Italmobiliare (ITM IM) is a ~$1.1B market cap holding company in Italy. Unlike most holding companies, ITM is helmed by high quality capital allocators and has a portfolio of unusually high-quality assets. The key assets include Italy’s strongest and fastest-growing coffee brand (Caffè Borbone), one of the world’s strongest brands for skis, ski boots, and hiking shoes (Tecnica), and arguably the most ancient Western cosmetics brand (Santa Maria Novella) with an irreplaceable brand lineage tracing its heritage to Franciscan friars outside of Florence in the 1200s! 


ITM remains obscure despite the quality of its businesses and management team as the company several years ago transitioned from a cement company to a listed investment firm with a new management team. This transition has been ongoing over the last few years and has contributed to there being no natural constituency for the shares (not a fit for cement investors or investors in European investment companies). However, this transition is near complete. 


Our summary thesis is:


  • We estimate ITM is trading for a ~61% discount to its sum of the parts value. We believe this is materially too high for a management team at the holding company that we view as exceptional capital allocators.

  • ITM’s management team has a unique capital allocation engine and has demonstrated a repeated ability to buy cheaply and to create value post-acquisition. Since the new management team took over in 2017, we estimate a >5x MoM and ~50% portfolio level IRR for the company’s core investments. ITM does not charge fees, its management team has significant skin in the game through stock ownership & long-term incentive plans, and has been buying shares in the open market.

  • In Europe, holding companies with strong capital allocation, strong corporate governance, and reasonable overhead/cost burdens trade at limited NAV discounts or even premiums. Tamburi is a good precedent in Italy for how we believe the market will view ITM over the coming years, Tamburi trades at a 1% discount to NAV.  

  • We believe ITM’s NAV is ~40-50% higher than the company’s marked value of their assets based on where peers are trading. If over 5 years ITM’s HoldCo discount closes to 10% and ITM’s stated NAV converges with our estimate of NAV, the 5 year return is 3.4x. As ITM plans to monetize its assets over a 5 year horizon, ITM’s reported NAV and our fair market NAV should converge over this period.
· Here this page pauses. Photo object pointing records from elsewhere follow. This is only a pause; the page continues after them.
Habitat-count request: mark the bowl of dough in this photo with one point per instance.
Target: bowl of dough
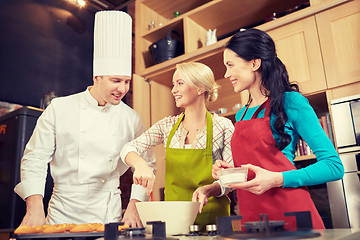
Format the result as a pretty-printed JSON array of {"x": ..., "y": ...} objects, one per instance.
[{"x": 177, "y": 215}]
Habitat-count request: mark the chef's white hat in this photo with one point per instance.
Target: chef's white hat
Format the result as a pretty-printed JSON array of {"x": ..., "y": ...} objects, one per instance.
[{"x": 112, "y": 43}]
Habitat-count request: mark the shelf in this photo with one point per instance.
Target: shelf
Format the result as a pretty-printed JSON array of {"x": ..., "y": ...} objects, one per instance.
[
  {"x": 212, "y": 55},
  {"x": 305, "y": 157},
  {"x": 167, "y": 8}
]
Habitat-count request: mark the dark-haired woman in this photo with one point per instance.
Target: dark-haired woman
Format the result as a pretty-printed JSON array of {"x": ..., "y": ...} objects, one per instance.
[{"x": 266, "y": 133}]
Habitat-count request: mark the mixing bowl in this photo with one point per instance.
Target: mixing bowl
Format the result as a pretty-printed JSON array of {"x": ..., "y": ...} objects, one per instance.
[{"x": 177, "y": 215}]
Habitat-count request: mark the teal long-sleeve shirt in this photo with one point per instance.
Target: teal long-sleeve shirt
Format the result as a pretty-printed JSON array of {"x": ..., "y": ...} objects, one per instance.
[{"x": 302, "y": 121}]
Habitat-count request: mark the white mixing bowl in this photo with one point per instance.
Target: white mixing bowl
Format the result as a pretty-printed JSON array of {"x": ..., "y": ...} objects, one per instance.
[{"x": 177, "y": 215}]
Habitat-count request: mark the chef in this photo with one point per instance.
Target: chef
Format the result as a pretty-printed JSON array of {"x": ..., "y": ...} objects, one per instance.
[{"x": 81, "y": 135}]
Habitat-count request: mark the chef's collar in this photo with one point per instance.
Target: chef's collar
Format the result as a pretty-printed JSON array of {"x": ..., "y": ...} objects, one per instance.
[{"x": 94, "y": 103}]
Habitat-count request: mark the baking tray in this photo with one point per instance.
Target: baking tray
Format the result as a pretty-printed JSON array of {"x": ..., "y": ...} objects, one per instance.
[{"x": 65, "y": 235}]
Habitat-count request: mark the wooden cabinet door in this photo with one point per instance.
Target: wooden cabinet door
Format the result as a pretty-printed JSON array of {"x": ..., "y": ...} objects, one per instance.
[
  {"x": 141, "y": 99},
  {"x": 298, "y": 48},
  {"x": 339, "y": 33}
]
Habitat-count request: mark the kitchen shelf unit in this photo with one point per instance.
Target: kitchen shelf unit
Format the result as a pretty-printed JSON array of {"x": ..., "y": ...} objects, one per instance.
[{"x": 309, "y": 42}]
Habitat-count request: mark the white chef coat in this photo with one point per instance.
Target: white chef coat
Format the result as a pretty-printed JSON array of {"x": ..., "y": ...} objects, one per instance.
[{"x": 82, "y": 142}]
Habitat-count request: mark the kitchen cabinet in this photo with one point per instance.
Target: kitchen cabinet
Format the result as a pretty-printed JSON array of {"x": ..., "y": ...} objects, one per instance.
[
  {"x": 339, "y": 35},
  {"x": 299, "y": 37}
]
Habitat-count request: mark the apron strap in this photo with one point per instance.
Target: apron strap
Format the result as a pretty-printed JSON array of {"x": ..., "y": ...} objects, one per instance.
[{"x": 209, "y": 131}]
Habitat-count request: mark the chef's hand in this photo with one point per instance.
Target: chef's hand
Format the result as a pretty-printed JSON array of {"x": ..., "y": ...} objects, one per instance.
[
  {"x": 131, "y": 215},
  {"x": 143, "y": 174},
  {"x": 263, "y": 181},
  {"x": 35, "y": 215},
  {"x": 219, "y": 164},
  {"x": 202, "y": 194}
]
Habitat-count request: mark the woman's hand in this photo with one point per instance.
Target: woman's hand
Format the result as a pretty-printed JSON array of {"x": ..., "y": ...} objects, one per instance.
[
  {"x": 202, "y": 194},
  {"x": 143, "y": 174},
  {"x": 35, "y": 215},
  {"x": 219, "y": 164},
  {"x": 263, "y": 181}
]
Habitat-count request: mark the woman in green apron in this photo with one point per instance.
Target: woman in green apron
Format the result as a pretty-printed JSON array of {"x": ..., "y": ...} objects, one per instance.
[{"x": 194, "y": 140}]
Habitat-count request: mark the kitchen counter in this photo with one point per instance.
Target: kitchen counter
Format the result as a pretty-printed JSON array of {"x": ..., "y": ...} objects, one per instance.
[{"x": 328, "y": 234}]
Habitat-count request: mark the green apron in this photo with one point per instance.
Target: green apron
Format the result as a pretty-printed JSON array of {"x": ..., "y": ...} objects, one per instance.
[{"x": 188, "y": 169}]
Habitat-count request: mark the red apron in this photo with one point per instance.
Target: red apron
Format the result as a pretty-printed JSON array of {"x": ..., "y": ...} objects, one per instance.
[{"x": 253, "y": 143}]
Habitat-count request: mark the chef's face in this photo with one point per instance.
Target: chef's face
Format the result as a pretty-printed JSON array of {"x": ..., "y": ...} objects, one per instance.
[
  {"x": 240, "y": 72},
  {"x": 184, "y": 93},
  {"x": 110, "y": 89}
]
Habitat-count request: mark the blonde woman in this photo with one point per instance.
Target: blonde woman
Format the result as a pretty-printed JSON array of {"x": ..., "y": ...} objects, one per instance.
[{"x": 194, "y": 140}]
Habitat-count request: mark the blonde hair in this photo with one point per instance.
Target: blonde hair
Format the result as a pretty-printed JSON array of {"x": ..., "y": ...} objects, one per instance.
[{"x": 201, "y": 77}]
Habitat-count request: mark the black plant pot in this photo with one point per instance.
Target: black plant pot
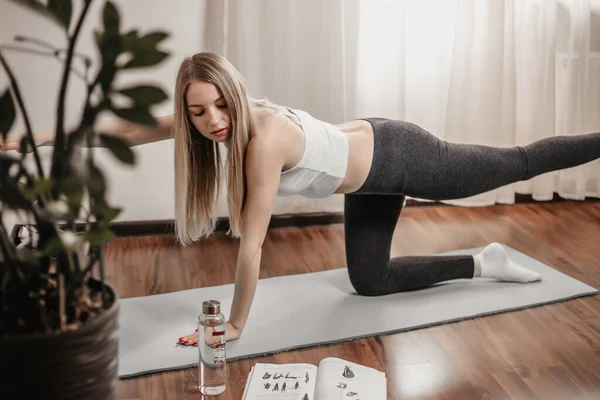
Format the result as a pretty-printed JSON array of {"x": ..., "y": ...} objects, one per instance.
[{"x": 79, "y": 364}]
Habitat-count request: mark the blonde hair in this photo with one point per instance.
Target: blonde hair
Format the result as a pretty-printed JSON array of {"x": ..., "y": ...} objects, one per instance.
[{"x": 198, "y": 166}]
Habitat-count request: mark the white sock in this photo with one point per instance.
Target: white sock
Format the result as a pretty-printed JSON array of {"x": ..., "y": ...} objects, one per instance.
[{"x": 494, "y": 263}]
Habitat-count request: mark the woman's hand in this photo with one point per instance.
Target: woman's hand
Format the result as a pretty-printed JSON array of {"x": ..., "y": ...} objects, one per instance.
[{"x": 231, "y": 332}]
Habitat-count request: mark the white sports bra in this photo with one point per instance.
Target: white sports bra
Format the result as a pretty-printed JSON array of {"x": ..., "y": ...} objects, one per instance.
[{"x": 322, "y": 167}]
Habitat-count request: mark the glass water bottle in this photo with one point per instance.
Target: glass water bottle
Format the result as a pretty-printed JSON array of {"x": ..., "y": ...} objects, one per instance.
[{"x": 212, "y": 364}]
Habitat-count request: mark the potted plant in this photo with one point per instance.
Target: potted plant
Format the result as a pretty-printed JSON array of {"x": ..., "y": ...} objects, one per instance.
[{"x": 58, "y": 315}]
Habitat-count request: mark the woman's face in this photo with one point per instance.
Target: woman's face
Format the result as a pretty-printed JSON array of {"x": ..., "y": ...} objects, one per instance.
[{"x": 207, "y": 109}]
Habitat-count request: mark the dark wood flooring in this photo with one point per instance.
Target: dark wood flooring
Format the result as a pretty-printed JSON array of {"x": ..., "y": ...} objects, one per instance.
[{"x": 547, "y": 352}]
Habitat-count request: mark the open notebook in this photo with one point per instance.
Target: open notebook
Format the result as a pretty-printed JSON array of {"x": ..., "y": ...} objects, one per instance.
[{"x": 334, "y": 378}]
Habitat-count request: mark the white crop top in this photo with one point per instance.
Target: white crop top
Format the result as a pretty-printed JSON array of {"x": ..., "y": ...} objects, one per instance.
[{"x": 323, "y": 165}]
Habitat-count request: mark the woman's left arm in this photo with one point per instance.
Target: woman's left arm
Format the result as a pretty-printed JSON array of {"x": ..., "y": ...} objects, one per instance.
[{"x": 263, "y": 171}]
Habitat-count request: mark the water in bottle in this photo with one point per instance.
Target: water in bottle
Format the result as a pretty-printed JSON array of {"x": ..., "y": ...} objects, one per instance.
[{"x": 212, "y": 365}]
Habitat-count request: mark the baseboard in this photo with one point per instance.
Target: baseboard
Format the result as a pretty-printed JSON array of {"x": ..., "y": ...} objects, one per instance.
[{"x": 167, "y": 227}]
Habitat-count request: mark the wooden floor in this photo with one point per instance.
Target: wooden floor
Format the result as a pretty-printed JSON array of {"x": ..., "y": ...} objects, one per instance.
[{"x": 548, "y": 352}]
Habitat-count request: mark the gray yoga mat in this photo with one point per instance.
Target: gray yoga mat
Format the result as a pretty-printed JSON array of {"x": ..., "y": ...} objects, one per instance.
[{"x": 303, "y": 310}]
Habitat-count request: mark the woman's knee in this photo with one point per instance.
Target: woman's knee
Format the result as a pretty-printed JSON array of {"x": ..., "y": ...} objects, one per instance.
[{"x": 371, "y": 280}]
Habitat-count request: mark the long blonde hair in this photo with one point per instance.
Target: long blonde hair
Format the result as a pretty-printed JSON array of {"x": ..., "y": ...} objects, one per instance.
[{"x": 198, "y": 166}]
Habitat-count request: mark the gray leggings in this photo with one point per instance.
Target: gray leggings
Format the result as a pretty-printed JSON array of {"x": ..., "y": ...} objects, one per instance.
[{"x": 409, "y": 161}]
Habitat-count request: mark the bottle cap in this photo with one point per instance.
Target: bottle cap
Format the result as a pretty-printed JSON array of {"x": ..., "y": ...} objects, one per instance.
[{"x": 211, "y": 307}]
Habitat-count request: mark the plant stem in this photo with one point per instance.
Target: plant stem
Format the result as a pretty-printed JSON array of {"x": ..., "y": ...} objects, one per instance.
[
  {"x": 59, "y": 140},
  {"x": 51, "y": 54},
  {"x": 9, "y": 253},
  {"x": 26, "y": 119}
]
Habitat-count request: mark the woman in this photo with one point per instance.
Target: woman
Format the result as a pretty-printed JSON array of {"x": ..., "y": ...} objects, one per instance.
[{"x": 375, "y": 162}]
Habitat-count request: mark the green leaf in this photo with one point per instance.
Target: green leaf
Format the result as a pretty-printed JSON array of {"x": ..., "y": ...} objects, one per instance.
[
  {"x": 12, "y": 196},
  {"x": 130, "y": 39},
  {"x": 104, "y": 212},
  {"x": 119, "y": 147},
  {"x": 8, "y": 113},
  {"x": 111, "y": 19},
  {"x": 62, "y": 11},
  {"x": 99, "y": 236},
  {"x": 146, "y": 59},
  {"x": 40, "y": 187},
  {"x": 54, "y": 247},
  {"x": 155, "y": 38},
  {"x": 28, "y": 255},
  {"x": 38, "y": 7},
  {"x": 6, "y": 161},
  {"x": 136, "y": 114},
  {"x": 144, "y": 94}
]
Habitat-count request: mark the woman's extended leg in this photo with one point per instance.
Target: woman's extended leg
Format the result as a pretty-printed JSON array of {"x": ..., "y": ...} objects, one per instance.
[
  {"x": 369, "y": 222},
  {"x": 410, "y": 161}
]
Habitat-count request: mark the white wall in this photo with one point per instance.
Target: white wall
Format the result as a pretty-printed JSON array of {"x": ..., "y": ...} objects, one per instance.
[{"x": 145, "y": 192}]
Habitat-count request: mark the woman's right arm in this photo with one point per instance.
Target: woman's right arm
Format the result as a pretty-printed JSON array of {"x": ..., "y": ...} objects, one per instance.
[{"x": 135, "y": 134}]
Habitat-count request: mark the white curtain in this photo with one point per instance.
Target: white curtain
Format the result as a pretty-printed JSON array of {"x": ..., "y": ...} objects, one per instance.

As detailed below, we believe the holdco discount closing and the convergence of NAV could happen over a meaningfully faster timeframe than 5 years. 

  • With net cash at the holding company, a 61% NAV discount to fair value, and a defensive, high quality and diversified portfolio, we believe the downside is well protected.

  • There are clear reasons why the opportunity exists and why over time the discount will close which we detail below. We start with some background on ITM and its main assets before getting into the meat of the thesis (why it is mispriced, why the mispricing will clear). 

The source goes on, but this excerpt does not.